To Kill a Mockingbird quotes

  • Tom Robinson: I can't use my left hand at all. I got it caught in a cotton gin when I was twelve years old. All my muscles were tore loose.

  • [testifying]

    Tom Robinson: Well, I said I best be goin', I couldn't do nothin' for her, an' she said, oh, yes I could. An' I asked her what, and she said to jus' step on the chair yonder an' git that box down from on top of the chifforobe. So I done like she told me, and I was reachin' when the next thing I know she... grabbed me aroun' the legs.

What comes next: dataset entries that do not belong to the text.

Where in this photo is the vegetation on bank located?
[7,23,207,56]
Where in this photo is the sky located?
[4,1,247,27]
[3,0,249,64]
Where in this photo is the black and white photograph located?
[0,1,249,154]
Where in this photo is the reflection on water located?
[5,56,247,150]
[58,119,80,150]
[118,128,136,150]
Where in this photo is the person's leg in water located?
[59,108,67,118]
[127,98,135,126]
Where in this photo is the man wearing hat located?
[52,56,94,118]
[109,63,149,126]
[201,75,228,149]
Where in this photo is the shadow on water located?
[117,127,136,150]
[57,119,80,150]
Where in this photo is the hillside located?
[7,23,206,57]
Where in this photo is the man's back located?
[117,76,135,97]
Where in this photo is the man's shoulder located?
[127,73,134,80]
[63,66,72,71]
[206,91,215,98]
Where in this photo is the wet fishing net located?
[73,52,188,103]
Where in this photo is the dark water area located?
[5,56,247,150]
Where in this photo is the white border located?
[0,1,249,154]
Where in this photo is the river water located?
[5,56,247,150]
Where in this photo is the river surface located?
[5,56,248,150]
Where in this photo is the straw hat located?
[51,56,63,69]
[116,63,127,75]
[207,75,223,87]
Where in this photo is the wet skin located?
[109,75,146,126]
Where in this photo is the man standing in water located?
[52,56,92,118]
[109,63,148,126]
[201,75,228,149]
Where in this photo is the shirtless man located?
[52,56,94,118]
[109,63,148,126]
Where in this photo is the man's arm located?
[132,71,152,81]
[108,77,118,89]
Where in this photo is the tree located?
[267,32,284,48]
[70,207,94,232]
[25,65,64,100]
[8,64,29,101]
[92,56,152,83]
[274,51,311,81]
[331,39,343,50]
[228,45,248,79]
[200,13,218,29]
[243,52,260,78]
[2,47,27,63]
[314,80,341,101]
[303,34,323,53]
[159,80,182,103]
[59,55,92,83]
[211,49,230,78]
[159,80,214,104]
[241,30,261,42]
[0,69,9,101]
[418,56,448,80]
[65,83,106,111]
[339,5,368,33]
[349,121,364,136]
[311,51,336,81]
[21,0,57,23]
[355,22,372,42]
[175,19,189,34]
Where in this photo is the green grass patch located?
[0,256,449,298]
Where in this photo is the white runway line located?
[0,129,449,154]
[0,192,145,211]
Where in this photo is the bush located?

    [a murmur erupts in the courthouse]

    Tom Robinson: She scared me so bad I hopped down an' turned the chair over. That was the only thing, only furniture 'sturbed in the room, Mr. Finch, I swear, when I left it... Mr. Finch, I got down off the chair, and I turned around an' she sorta jumped on me. She hugged me aroun' the waist. She reached up an' kissed me on the face. She said she'd never kissed a grown man before an' she might as well kiss me. She says for me to kiss her back.

    [Tom shakes his head, re-living the ordeal with his eyes half-closed]

    Tom Robinson: And I said, Miss Mayella, let me outta here, an' I tried to run. Mr. Ewell cussed at her from the window and said he's gonna kill her.